Bugün birçok şey güç ve servet tutkusu için istismar edildiği gibi
İslami birçok kavramda bilerek veya bilmeden istismar edildiğini
söyleyen Görmez, "Fakirin hakkı olan zekât müessesesi iktisadi
teşekküller haline dönüşebilmektedir. Maalesef üzülerek belirtmek
isterim ki, dini vecibe olarak yapılan mali ibadetlere yönelik
hizmet yapma vadiyle ortaya çıkan bir kısım kuruluşlar, kolayca
istismara kapı aralayacak hale bürünmektedirler. Klasik dönemlerde
kamusal ahlaki denetimler mahallinde kolayca yapılırken bugün,
modern hayatın getirdiği karmaşa ve kargaşa içerisinde gönüllülük
esasına göre hareket eden yapılarda kamusal denetim gereğince
yapılamamaktadır. Özellikle dini vecibeler kapsamında olan mali
ibadetlerle ilgili yani zekât, sadaka, kurban, infak vb yardımların
toplanma ve harcanma usulleriyle ilgili kamu adına dini
hassasiyetlere uygun bir denetim mekanizması kurulmalıdır."
dedi.
Görmez konuşmasına şöyle devam etti: "Zekat müessesesinin
temellerini değiştirerek fakirliği ve yoksulluğu ortadan kaldırma
ve azaltma amacını bir tarafa bırakarak zekat kendi düşüncemizin,
dünya görüşümüzün, güç ve çoğaltma tutkumuzun bir aracı haline
getirmek hem Allah’ın hududuna hem de fakir kullarının hukukuna
alenen tecavüzdür. Buna göre Afrika’da açlıktan ölen insanların
hakkıyla cami yapılmaz. Zekat paralarıyla okul, köprü, han, hamam
yapılmaz. Suriye’de ot kaynatarak hayatta kalmaya çalışan
kadınların, çocukların hakkıyla fi sebilillah maddesine zorlama
teviller sokarak gazete çıkarılamaz. TV kanalları kurulamaz.

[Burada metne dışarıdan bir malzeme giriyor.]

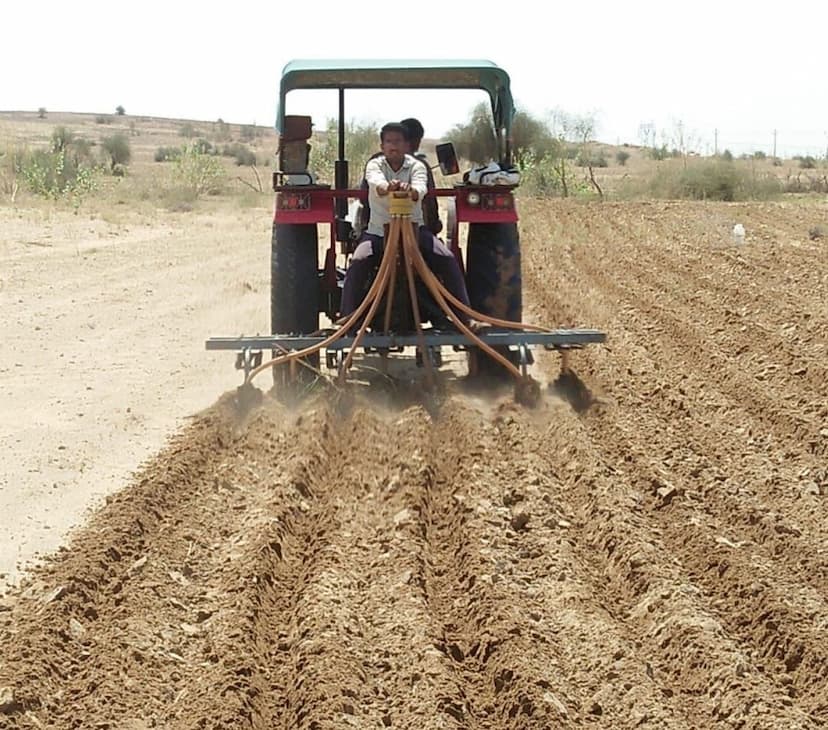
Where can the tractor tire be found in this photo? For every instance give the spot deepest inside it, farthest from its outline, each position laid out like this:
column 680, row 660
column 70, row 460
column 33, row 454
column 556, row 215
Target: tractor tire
column 294, row 291
column 493, row 279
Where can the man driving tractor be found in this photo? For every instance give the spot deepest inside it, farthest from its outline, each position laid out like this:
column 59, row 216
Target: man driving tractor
column 395, row 170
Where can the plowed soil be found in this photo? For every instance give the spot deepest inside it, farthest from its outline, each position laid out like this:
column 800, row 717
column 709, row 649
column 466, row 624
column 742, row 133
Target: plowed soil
column 648, row 548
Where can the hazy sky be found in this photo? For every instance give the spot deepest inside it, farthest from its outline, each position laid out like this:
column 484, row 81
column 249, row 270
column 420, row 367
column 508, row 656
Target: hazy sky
column 743, row 68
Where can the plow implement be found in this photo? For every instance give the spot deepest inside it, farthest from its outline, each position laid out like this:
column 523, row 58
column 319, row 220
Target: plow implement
column 504, row 342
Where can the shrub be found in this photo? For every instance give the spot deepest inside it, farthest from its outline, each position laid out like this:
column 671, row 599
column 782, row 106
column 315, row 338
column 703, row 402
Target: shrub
column 249, row 132
column 167, row 154
column 11, row 165
column 591, row 160
column 205, row 147
column 54, row 175
column 242, row 153
column 475, row 141
column 361, row 141
column 117, row 149
column 659, row 153
column 713, row 180
column 197, row 172
column 222, row 130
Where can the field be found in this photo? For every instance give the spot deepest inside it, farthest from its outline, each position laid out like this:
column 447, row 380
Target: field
column 648, row 548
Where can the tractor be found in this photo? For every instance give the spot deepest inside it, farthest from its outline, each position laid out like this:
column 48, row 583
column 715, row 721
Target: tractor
column 305, row 284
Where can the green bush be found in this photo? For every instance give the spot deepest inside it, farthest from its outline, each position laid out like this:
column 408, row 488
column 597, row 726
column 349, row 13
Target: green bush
column 550, row 175
column 118, row 150
column 243, row 155
column 167, row 154
column 221, row 130
column 11, row 167
column 205, row 147
column 249, row 132
column 55, row 175
column 475, row 141
column 713, row 180
column 659, row 153
column 361, row 141
column 197, row 172
column 591, row 160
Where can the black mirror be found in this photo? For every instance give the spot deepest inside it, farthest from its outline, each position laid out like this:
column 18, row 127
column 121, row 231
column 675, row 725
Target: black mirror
column 447, row 159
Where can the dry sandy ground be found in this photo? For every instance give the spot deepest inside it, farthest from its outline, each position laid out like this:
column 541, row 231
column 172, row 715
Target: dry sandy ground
column 653, row 554
column 102, row 351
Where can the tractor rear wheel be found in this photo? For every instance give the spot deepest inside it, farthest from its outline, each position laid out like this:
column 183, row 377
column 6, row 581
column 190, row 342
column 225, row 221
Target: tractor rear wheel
column 294, row 290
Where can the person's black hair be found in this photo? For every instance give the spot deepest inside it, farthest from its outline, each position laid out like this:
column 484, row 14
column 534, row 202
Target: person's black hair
column 394, row 127
column 414, row 127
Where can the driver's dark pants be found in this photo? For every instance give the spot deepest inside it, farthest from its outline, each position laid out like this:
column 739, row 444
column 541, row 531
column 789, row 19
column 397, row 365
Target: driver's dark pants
column 368, row 254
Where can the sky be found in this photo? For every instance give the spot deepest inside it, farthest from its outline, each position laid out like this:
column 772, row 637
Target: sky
column 742, row 68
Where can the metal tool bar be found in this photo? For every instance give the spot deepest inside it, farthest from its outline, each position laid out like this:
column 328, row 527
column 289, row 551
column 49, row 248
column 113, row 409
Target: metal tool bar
column 436, row 338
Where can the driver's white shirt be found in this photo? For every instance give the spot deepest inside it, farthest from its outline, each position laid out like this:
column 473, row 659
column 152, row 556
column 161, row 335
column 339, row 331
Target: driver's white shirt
column 377, row 172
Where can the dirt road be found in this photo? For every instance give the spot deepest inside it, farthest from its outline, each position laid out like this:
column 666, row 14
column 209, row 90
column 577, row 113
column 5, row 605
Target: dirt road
column 651, row 554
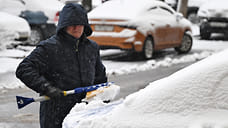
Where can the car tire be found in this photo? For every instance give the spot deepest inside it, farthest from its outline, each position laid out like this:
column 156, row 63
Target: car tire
column 36, row 35
column 205, row 35
column 193, row 18
column 148, row 48
column 186, row 44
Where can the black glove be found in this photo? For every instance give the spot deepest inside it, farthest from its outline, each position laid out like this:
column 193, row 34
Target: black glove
column 51, row 91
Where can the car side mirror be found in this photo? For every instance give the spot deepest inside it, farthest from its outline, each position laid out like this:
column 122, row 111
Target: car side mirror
column 179, row 16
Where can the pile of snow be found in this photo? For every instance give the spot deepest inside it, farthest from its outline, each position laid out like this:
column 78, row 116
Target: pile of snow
column 195, row 97
column 152, row 64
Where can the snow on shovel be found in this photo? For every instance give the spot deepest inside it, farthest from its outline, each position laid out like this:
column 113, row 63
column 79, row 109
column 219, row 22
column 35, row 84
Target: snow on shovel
column 23, row 101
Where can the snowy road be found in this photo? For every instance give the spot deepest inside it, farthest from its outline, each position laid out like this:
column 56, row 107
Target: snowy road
column 131, row 74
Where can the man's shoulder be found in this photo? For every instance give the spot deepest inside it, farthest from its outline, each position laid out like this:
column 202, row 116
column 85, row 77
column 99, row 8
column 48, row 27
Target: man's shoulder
column 49, row 42
column 94, row 44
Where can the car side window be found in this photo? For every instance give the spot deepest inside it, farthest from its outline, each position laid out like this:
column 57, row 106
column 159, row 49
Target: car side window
column 166, row 10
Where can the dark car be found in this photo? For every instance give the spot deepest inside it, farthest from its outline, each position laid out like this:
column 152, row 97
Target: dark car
column 214, row 18
column 40, row 28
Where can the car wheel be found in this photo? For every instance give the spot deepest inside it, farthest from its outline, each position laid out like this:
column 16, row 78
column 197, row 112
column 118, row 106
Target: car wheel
column 148, row 48
column 36, row 36
column 193, row 18
column 205, row 35
column 186, row 44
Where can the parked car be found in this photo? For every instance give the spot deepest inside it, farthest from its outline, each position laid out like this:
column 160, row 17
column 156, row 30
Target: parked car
column 42, row 16
column 141, row 26
column 13, row 27
column 214, row 18
column 194, row 97
column 192, row 8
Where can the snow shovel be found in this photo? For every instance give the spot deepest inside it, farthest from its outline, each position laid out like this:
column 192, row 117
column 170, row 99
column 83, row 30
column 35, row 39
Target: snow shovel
column 23, row 101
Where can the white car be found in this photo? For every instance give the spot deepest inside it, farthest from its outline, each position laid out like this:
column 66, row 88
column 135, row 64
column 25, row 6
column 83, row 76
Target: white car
column 214, row 18
column 13, row 27
column 194, row 97
column 141, row 26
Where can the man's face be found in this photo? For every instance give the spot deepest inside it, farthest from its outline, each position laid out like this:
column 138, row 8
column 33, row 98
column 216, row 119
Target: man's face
column 75, row 30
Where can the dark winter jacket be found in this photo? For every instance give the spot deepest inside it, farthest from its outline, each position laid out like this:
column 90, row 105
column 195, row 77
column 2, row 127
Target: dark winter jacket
column 66, row 63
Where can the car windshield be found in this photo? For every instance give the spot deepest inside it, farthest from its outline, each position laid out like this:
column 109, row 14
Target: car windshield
column 127, row 8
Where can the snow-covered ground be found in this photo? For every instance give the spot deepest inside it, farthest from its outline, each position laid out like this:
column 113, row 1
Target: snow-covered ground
column 194, row 97
column 10, row 58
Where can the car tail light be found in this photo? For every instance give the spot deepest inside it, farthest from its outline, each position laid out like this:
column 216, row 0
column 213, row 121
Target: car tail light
column 56, row 19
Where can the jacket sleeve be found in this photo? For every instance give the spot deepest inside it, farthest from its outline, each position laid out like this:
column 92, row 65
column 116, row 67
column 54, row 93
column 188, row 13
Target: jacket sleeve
column 100, row 75
column 30, row 71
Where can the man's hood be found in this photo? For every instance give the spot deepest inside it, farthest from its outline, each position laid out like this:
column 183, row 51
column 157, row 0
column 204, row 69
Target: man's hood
column 73, row 14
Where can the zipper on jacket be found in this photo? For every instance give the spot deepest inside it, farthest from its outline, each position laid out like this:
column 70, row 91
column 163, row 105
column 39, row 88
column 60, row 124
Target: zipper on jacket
column 77, row 43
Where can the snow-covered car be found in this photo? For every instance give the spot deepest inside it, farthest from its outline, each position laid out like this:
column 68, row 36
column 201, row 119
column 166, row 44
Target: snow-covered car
column 192, row 8
column 214, row 18
column 41, row 15
column 142, row 26
column 13, row 27
column 194, row 97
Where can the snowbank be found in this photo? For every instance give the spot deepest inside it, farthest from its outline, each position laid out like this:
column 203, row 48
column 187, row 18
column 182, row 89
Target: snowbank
column 196, row 96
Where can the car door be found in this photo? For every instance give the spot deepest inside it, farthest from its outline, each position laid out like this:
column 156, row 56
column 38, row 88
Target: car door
column 168, row 34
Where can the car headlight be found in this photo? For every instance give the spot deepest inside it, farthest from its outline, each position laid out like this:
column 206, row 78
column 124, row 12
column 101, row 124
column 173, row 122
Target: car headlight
column 202, row 13
column 203, row 20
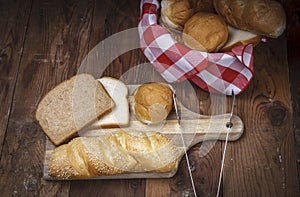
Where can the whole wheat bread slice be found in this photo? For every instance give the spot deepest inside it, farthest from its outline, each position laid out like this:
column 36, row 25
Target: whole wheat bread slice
column 71, row 105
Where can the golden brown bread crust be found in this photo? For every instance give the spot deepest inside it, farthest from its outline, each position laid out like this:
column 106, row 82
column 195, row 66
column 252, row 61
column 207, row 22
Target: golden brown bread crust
column 263, row 17
column 174, row 13
column 205, row 32
column 70, row 106
column 152, row 102
column 113, row 153
column 203, row 5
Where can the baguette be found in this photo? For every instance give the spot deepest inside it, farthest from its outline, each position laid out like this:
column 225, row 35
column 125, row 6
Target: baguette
column 113, row 153
column 262, row 17
column 70, row 106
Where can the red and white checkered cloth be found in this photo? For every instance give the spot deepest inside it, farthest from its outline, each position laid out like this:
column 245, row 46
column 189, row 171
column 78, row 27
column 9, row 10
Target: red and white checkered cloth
column 213, row 72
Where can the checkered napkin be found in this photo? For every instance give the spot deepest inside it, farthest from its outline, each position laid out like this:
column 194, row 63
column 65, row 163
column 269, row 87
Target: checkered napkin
column 213, row 72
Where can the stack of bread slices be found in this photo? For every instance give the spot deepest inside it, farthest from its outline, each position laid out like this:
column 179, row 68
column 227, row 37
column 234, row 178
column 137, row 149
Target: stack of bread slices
column 220, row 25
column 82, row 102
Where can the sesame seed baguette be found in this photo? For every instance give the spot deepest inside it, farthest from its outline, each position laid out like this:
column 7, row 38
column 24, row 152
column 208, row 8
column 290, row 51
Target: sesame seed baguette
column 113, row 153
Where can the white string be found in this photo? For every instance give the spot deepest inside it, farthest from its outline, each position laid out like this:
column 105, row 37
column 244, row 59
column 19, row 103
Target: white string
column 223, row 159
column 184, row 145
column 226, row 142
column 188, row 163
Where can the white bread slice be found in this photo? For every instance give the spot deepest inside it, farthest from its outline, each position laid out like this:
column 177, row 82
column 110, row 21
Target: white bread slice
column 70, row 106
column 239, row 37
column 119, row 116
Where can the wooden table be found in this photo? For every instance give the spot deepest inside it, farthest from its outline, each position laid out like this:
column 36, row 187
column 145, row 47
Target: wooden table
column 44, row 42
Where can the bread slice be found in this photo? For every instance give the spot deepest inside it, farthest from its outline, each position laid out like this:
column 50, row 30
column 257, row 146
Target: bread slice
column 119, row 116
column 239, row 37
column 71, row 105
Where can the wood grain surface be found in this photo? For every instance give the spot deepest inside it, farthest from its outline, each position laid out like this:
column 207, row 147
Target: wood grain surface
column 45, row 42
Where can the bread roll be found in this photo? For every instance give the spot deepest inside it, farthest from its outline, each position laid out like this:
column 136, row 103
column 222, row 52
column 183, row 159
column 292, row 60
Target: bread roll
column 72, row 105
column 113, row 153
column 263, row 17
column 205, row 32
column 203, row 5
column 239, row 37
column 152, row 102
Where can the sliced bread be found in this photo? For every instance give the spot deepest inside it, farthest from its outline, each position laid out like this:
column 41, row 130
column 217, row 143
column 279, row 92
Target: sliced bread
column 71, row 105
column 119, row 116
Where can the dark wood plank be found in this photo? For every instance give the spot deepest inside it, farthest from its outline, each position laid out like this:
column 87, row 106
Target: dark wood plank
column 13, row 22
column 293, row 47
column 110, row 18
column 262, row 162
column 56, row 42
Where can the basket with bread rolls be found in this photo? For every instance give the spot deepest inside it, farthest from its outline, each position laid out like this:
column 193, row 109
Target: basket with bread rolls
column 208, row 42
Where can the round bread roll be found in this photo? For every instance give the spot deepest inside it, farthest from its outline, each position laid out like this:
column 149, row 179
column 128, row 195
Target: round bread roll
column 262, row 17
column 175, row 13
column 152, row 102
column 205, row 32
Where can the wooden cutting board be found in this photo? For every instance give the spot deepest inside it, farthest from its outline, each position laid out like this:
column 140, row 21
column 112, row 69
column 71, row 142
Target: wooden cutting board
column 195, row 128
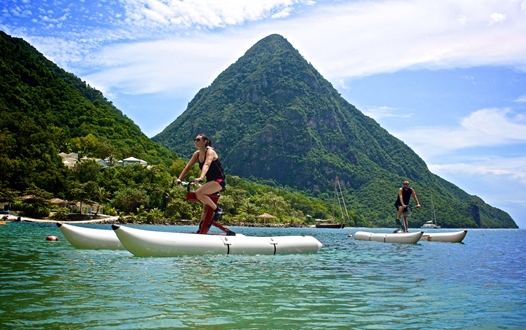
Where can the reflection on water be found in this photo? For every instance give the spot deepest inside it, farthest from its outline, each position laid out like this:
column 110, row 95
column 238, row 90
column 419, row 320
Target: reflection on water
column 348, row 284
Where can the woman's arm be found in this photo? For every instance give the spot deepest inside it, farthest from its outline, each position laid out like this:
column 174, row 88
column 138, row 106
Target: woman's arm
column 210, row 156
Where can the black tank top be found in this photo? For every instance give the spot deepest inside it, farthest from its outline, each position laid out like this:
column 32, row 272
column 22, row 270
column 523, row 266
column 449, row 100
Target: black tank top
column 215, row 171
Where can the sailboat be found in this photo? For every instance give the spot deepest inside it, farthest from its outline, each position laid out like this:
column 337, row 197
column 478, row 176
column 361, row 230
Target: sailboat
column 431, row 224
column 338, row 197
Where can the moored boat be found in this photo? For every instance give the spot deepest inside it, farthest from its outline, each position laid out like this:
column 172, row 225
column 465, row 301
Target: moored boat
column 410, row 238
column 330, row 225
column 454, row 237
column 90, row 238
column 146, row 243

İslâm’ın da olsa reklamı, propagandası yapılamaz. Aç komşularımızı
ihmal ederek yok sayarak öksüzleri ve yetimleri muhtaç bırakarak
zekatla kendi derneğimizin, vakfımızın, teşekkülümüzün gelişmesini
önceleyemeyiz."
İslam’ın sadece bireysel ibadetleri vazederek kişinin
arınabileceğini söylemediğini aktaran Görmez, “İslam’ın ibadet
mefhumu bütün hayatı kuşatarak, kişinin Rabbine, kendisine, topluma
ve çevreye karşı mesuliyetini ve mükellefiyetlerini kapsar. Bu
açıdan bütün mükellefiyetler bu bütünün içinde anlam ifade ederler.
Zekât veya başkaca diğer ibadetler tek başlarına
değerlendirilmezler. Namaz ile zekâtın Kur’an’da bir arada
zikredilmesi, hem benliğimizin arınmasını hem de malımızın
arınmasını eş değer görmektedir.” şeklinde konuştu.